Nothing
#' Structured subsampling for regression
#'
#' @description The function \code{\link{PrInDTRstruc}} applies structured subsampling for finding an optimal subsample to model
#' the relationship between the continuous variable 'regname' and all other factor and numerical variables
#' in the data frame 'datain' by means of 'M' repetitions of subsampling from a substructure and 'N' repetitions of subsampling from the predictors.
#' The optimization citerion is the goodness of fit R2 on the validation sample 'valdat' (default = 'datain').
#' The trees generated from undersampling can be restricted by not accepting trees
#' including split results specified in the character strings of the vector 'ctestv'.\cr
#' The substructure of the observations used for subsampling is specified by the list 'Struc' which consists of the factor variable 'name' representing the substructure,
#' the name 'check' of the factor variable with the information about the categories of the substructure, and the matrix 'labs' which specifies the values of 'check'
#' corresponding to two categories in its rows, i.e. in 'labs[1,]' and 'labs[2,]'. The names of the categories have to be specified by \code{rownames(labs)}.\cr
#' In structured subsampling, 'M' repetitions of subsampling of the variable 'name' with 'Mit' different elements of each category in 'check' are realized. If 'Mit' is a list, each entry is employed individually. If 'Mit' is larger than the maximum available number of elements with a certain value of 'check', the maximum possible number of elements is used.\cr
#' The number of predictors 'Pit' to be included in the model and the number of elements of the substructure 'Mit' have to be specified (lists allowed).\cr
#' The percentages of involved observations and predictors can be controlled by the parameters 'pobs' and 'ppre', respectively.\cr
#' The parameter 'Struc' is needed for all versions of subsampling except "b". Four different versions of structured subsampling exist:\cr
#' a) just of the elements in the substructure with parameters 'M' and 'Mit',\cr
#' b) just of the predictors with parameters 'N' and 'Pit',\cr
#' c) of the predictors and for each subset of predictors subsampling of the elements of the substructure with parameters 'M', 'N', 'Mit', 'Pit', 'pobs', and 'ppre', and\cr
#' d) of the elements of the substructure and for each of these subsets subsampling of the predictors with the same parameters as version c).\cr
#' The parameters 'conf.level', 'minsplit', and 'minbucket' can be used to control the size of the trees.\cr
#' Besides the maximal R2, the minimal MAE (Mean Absolute Error) is reported. \cr\cr
#' Repeated measurements can also be handled by this function (indrep=1).

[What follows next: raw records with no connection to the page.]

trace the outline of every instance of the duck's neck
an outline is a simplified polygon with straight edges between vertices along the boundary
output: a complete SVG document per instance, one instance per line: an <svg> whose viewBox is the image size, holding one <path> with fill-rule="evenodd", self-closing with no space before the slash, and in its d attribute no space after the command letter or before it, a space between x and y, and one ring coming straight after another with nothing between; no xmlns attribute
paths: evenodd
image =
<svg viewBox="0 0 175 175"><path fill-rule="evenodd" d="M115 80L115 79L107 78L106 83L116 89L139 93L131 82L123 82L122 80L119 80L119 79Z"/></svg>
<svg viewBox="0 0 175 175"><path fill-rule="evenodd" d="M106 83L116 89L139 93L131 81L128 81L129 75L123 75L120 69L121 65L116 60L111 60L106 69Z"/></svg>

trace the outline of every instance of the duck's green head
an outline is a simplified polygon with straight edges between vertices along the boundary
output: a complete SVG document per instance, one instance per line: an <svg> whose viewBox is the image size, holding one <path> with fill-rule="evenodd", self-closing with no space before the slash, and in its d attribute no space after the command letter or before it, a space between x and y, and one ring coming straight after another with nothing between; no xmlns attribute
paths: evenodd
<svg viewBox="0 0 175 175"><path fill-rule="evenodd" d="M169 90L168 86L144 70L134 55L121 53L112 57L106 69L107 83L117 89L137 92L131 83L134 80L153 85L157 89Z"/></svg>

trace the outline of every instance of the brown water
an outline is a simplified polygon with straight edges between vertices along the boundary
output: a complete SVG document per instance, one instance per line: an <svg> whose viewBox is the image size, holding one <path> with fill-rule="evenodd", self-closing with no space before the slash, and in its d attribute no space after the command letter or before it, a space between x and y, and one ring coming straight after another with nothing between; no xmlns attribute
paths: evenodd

They are multiple measurements of the same variable taken on the same subjects (or objects) either under different conditions
#' or over two or more time periods.\cr
#' The variable with the repeatedly observed subjects (or objects) is assumed to be 'name' in 'Struc'.\cr
#' The measure MAE is split according to the values of 'name'.
#'
#' @usage PrInDTRstruc(datain,regname,ctestv=NA,Struc=NA,vers="d",M=NA,Mit=NA,N=99,Pit=NA,
#' pobs=c(0.9,0.7),ppre=c(0.9,0.7),conf.level=0.95,minsplit=NA,minbucket=NA,
#' valdat=datain,indrep=0)
#'
#' @param datain Input data frame with continuous target variable 'regname' and the\cr
#' influential variables, which need to be factors or numericals (transform logicals and character variables to factors)
#' @param regname Name of target variable (character)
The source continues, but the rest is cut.